Indeed, to the extent that the approach in Consumer Party is not expressly overruled here, it seems to me that the proper course would be to apply a similar measure of deference to Act 44’s non-severance clause as was previously applied to "unvouchered expenses.” With Consumer Party as the litmus, in which the Court referenced a dearth of actual evidence of improper purposes on the part of the Legislature and refused to look behind obviously problematic legislation on its own, see Consumer Party, 510 Pa. at 186-87, 507 A.2d at 337-38, it appears that *647Act 44's non-severance provision would also readily pass review. In this regard, there is also no actual evidence of improper purposes here — the majority applies a reasonable inference of an intention to intrude into the judicial function. See Majority Opinion at 635-38, 905 A.2d at 976-78. Again, however, such inferences were no part of the Consumer Party decision.

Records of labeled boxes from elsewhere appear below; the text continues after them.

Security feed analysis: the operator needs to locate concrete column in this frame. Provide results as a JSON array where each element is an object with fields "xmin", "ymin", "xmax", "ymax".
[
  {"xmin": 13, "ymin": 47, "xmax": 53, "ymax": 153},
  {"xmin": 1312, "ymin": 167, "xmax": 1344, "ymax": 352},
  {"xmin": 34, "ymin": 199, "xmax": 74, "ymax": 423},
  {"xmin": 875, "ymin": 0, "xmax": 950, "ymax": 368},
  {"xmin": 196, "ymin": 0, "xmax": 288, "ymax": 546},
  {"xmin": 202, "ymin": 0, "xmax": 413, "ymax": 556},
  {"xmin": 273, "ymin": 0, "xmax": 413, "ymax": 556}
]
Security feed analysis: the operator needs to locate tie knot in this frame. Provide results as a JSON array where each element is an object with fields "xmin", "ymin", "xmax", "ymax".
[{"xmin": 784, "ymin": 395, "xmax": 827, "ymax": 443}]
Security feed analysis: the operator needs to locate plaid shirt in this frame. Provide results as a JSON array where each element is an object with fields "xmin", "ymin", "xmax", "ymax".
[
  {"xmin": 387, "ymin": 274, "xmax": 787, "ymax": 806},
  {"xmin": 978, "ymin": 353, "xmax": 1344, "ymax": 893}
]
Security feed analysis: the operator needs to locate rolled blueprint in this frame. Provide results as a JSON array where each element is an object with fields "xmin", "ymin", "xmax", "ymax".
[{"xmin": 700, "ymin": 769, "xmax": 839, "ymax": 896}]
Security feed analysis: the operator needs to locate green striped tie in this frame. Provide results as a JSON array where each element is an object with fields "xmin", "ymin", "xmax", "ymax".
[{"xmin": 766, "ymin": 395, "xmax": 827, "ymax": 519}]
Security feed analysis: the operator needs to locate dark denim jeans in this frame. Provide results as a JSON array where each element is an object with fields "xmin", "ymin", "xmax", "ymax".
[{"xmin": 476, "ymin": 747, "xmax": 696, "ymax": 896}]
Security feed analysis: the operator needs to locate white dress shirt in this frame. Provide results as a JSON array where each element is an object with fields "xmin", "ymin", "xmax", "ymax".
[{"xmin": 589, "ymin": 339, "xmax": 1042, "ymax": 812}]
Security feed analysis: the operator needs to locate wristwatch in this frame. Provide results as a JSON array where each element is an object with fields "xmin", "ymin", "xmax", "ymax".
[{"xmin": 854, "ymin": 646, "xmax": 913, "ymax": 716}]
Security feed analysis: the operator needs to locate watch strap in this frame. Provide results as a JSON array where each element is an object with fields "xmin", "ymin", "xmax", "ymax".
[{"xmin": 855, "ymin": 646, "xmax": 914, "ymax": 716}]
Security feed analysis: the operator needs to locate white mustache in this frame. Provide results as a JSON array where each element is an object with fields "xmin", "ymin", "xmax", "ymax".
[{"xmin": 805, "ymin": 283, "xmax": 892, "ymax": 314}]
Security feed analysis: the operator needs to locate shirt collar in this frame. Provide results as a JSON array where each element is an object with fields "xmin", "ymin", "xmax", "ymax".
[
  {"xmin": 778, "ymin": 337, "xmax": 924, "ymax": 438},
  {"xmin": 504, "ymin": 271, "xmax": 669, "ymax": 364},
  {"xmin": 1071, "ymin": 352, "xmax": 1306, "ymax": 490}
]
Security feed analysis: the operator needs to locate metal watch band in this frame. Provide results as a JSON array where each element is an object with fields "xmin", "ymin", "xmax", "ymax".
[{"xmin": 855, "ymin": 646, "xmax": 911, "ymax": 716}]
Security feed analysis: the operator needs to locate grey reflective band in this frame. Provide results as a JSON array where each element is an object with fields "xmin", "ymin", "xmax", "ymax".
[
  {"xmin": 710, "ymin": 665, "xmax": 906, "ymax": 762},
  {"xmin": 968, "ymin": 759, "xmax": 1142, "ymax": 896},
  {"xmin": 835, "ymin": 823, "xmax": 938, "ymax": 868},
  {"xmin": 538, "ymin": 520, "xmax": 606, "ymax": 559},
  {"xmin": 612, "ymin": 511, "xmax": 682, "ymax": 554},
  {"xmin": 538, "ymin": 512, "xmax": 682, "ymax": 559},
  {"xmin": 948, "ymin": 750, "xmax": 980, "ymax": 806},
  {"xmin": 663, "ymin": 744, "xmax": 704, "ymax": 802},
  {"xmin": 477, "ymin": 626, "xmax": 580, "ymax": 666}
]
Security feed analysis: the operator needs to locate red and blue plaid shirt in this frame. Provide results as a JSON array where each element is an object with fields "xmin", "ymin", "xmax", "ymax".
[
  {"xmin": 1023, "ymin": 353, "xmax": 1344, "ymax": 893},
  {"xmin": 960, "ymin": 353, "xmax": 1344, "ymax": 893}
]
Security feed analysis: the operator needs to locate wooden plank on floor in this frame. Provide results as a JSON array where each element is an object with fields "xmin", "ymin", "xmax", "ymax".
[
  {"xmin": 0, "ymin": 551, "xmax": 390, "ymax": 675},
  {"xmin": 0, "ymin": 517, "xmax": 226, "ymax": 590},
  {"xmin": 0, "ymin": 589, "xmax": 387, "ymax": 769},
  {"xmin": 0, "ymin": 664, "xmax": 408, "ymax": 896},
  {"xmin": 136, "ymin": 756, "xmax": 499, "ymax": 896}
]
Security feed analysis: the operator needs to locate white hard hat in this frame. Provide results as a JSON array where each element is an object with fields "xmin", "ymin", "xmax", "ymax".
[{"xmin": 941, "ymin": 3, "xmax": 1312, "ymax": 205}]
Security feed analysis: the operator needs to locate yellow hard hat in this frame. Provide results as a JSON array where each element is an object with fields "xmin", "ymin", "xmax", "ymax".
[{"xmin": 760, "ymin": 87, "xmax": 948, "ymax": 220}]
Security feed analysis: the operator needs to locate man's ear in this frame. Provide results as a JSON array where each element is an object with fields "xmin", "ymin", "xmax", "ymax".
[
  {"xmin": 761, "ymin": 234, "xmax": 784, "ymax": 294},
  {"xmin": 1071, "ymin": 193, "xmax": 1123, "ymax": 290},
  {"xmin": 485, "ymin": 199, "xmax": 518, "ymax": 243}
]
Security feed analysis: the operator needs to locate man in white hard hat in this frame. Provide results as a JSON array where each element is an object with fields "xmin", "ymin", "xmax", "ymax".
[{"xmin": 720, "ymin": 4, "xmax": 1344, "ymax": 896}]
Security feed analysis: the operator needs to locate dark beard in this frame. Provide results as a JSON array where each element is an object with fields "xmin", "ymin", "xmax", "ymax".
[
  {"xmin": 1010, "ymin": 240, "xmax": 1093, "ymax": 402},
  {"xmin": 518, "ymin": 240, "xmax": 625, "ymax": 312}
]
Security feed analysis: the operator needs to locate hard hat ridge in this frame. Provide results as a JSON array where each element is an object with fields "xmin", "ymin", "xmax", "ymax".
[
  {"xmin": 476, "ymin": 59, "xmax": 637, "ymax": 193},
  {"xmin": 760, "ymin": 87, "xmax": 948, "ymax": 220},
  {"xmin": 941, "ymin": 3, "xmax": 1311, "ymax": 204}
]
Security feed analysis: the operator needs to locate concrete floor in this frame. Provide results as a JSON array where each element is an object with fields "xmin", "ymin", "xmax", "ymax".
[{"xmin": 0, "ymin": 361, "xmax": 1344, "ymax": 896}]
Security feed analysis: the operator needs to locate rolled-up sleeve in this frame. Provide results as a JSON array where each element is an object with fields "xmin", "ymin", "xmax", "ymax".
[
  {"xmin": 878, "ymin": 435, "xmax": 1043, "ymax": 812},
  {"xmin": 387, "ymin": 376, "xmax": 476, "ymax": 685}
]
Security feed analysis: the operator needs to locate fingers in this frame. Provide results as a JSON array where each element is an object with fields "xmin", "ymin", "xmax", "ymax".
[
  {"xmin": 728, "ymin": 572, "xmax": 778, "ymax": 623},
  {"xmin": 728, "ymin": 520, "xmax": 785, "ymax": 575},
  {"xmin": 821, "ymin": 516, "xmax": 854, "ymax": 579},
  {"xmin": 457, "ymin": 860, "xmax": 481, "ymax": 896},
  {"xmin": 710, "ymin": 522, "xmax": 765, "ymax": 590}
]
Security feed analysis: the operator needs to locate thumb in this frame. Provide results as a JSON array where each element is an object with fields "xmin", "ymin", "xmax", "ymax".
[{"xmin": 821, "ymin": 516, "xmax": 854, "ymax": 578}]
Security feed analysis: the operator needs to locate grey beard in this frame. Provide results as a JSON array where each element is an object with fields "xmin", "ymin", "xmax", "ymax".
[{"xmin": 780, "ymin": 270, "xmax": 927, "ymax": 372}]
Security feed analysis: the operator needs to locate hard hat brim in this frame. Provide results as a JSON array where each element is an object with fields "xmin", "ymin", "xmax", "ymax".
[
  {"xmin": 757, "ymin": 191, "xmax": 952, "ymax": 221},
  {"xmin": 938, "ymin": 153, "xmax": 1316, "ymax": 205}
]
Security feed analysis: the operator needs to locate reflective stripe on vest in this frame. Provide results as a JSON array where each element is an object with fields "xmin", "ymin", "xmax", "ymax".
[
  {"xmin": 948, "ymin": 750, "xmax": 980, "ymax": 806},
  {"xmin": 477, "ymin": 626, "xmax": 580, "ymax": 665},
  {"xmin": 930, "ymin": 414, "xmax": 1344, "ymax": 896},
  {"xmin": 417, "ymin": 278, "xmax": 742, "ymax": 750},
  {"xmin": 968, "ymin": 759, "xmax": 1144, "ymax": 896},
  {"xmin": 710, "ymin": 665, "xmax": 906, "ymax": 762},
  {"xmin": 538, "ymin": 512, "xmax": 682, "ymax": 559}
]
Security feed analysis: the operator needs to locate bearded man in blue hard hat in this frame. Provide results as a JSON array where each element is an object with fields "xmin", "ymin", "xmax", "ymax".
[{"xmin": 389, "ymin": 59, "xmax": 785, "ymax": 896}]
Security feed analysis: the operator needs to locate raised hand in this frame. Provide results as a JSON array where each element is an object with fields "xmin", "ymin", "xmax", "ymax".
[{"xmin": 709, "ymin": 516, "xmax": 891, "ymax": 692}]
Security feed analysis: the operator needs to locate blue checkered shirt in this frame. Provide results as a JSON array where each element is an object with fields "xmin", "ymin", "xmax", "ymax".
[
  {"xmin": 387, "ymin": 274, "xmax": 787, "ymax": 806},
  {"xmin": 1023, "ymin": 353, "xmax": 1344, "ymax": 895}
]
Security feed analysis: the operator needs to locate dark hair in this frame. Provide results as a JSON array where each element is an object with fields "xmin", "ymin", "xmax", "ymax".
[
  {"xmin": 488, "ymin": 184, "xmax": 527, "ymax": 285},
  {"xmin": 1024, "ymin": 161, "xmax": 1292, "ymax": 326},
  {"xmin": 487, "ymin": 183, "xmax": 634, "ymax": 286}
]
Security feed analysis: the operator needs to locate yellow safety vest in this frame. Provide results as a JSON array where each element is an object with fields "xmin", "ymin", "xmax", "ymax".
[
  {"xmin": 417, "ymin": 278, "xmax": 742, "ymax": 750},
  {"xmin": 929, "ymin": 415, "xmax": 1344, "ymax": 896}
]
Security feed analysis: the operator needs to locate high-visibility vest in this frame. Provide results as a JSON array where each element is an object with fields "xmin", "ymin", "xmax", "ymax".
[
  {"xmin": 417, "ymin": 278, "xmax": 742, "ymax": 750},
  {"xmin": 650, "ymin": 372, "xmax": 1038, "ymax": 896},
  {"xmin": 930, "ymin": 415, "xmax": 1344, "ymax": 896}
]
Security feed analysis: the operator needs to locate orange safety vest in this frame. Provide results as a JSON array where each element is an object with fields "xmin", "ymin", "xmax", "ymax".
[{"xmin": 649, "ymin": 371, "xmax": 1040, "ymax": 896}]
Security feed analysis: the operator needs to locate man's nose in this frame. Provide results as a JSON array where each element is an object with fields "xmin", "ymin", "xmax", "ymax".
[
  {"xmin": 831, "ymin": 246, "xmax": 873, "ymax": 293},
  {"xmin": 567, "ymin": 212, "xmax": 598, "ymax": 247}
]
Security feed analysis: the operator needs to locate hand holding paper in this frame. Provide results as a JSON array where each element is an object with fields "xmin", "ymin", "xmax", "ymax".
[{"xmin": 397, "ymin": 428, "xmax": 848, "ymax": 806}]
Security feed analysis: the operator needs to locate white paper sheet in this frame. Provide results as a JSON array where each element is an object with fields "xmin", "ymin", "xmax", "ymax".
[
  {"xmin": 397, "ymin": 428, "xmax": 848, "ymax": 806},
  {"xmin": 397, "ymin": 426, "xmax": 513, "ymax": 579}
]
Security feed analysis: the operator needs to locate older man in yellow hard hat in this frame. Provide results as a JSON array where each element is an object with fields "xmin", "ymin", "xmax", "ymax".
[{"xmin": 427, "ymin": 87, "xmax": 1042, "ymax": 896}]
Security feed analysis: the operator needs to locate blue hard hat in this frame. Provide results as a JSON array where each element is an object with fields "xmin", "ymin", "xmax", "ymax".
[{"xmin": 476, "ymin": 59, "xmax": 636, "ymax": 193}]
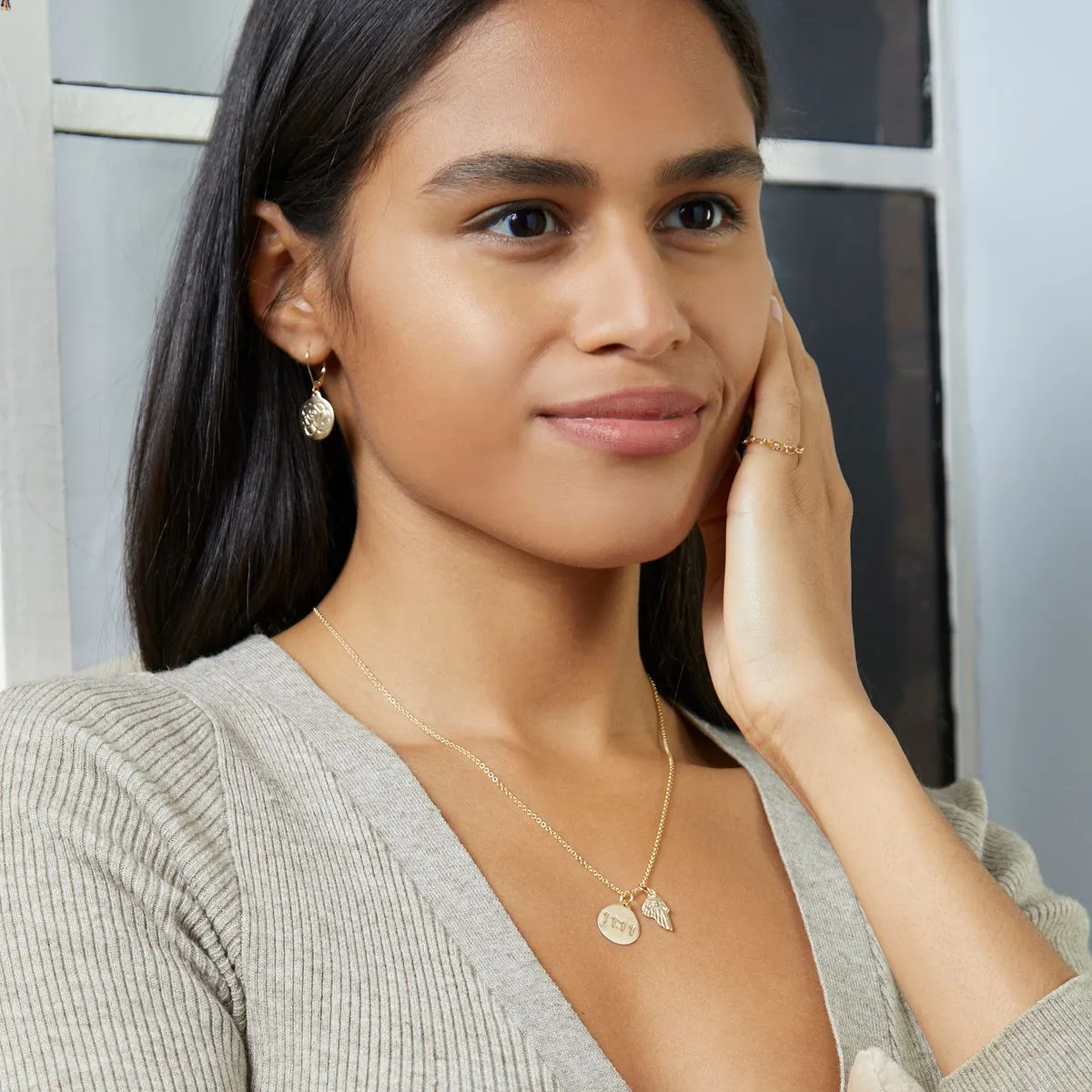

. In this regard, I would emphasize that my position is not that the Court should act in and of its own accord to invalidate Act 44's compensation plan as it relates to judicial officers. Rather, I believe that the Court should simply not disturb the express directive of the Legislature that the entire compensation plan must fall should any provision of Act 44 be deemed invalid.